[101754] in North American Network Operators' Group
Re: request for help w/ ATT and terminology
daemon@ATHENA.MIT.EDU (Joe Greco)
Thu Jan 17 10:30:52 2008
From: Joe Greco <jgreco@ns.sol.net>
To: michael.dillon@bt.com
Date: Thu, 17 Jan 2008 09:15:30 -0600 (CST)
Cc: nanog@merit.edu
In-Reply-To: <D03E4899F2FB3D4C8464E8C76B3B68B001C30C43@E03MVC4-UKBR.domain1.systemhost.net> from "michael.dillon@bt.com" at Jan 17, 2008 10:54:42 AM
Errors-To: owner-nanog@merit.edu
> P.S. if your network is all in one cage, it can't be that difficult
> to just renumber it all into AT&T address space.
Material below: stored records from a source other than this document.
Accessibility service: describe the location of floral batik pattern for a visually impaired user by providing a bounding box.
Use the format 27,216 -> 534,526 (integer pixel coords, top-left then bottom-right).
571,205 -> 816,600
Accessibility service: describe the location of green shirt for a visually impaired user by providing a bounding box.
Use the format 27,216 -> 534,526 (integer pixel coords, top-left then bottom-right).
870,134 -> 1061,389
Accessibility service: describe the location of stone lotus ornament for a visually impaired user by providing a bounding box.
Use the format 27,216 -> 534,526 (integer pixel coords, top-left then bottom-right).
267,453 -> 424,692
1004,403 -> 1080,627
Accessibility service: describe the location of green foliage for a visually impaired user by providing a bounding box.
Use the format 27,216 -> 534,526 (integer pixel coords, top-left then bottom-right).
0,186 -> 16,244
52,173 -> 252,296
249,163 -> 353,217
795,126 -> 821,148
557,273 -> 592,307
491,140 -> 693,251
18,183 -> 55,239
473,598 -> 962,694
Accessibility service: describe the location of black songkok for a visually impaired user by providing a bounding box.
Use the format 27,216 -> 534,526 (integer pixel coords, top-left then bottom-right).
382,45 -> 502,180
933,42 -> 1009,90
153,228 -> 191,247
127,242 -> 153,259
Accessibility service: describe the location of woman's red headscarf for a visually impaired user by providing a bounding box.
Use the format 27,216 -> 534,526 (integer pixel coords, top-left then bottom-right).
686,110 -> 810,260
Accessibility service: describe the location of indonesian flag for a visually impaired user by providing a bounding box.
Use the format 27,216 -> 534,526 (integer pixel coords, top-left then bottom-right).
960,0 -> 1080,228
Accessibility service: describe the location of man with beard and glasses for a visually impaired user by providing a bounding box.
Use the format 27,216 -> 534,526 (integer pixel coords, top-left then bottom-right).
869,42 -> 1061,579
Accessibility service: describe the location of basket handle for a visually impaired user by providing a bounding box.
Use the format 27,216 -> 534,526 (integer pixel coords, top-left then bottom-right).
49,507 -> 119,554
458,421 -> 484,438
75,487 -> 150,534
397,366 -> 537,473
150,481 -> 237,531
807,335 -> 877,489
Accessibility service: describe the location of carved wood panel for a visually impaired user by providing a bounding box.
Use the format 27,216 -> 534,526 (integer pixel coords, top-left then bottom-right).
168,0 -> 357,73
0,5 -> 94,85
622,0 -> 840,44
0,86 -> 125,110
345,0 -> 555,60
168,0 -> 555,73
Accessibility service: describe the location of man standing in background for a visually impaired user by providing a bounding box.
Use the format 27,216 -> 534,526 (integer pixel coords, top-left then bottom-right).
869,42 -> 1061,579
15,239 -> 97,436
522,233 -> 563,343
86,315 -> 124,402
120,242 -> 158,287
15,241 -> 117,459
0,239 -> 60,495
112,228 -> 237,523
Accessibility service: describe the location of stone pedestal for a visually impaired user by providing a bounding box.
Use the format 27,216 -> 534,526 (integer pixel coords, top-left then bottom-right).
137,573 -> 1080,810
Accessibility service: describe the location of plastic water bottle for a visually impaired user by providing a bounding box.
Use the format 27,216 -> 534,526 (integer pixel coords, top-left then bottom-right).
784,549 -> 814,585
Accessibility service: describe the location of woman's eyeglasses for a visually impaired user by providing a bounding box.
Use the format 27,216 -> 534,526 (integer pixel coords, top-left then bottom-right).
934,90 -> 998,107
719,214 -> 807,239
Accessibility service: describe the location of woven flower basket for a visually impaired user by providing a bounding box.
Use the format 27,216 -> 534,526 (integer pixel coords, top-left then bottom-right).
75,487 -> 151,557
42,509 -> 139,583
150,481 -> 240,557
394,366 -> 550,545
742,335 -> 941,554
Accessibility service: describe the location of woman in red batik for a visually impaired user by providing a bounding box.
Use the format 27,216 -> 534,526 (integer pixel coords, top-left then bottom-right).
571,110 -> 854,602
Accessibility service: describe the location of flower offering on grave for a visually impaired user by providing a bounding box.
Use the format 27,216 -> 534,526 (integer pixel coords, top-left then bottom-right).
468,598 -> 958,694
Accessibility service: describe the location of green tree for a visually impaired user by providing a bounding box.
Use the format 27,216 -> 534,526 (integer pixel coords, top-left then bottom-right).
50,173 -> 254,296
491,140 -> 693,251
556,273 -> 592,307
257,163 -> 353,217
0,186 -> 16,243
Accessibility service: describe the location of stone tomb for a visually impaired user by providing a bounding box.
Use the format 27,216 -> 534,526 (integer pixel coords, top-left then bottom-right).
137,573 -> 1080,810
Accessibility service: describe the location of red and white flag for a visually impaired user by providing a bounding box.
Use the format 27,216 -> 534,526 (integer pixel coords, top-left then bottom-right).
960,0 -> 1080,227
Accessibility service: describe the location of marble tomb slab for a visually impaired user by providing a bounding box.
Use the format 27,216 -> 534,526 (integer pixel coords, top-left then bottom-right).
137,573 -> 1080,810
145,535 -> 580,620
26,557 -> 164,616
Oh, come on, let's not be naive. It's perfectly possible to have a common
situation where it would be exceedingly difficult to do this. Anything
that gets wired in by IP address, particularly on remote computers, would
make this a killer. That could include things such as firewall rules/ACL's,
recursion DNS server addresses, VPN adapters, VoIP equipment with stacks too
stupid to do DNS, etc.
... JG
--
Joe Greco - sol.net Network Services - Milwaukee, WI - http://www.sol.net
"We call it the 'one bite at the apple' rule. Give me one chance [and] then I
won't contact you again." - Direct Marketing Ass'n position on e-mail spam(CNN)
With 24 million small businesses in the US alone, that's way too many apples.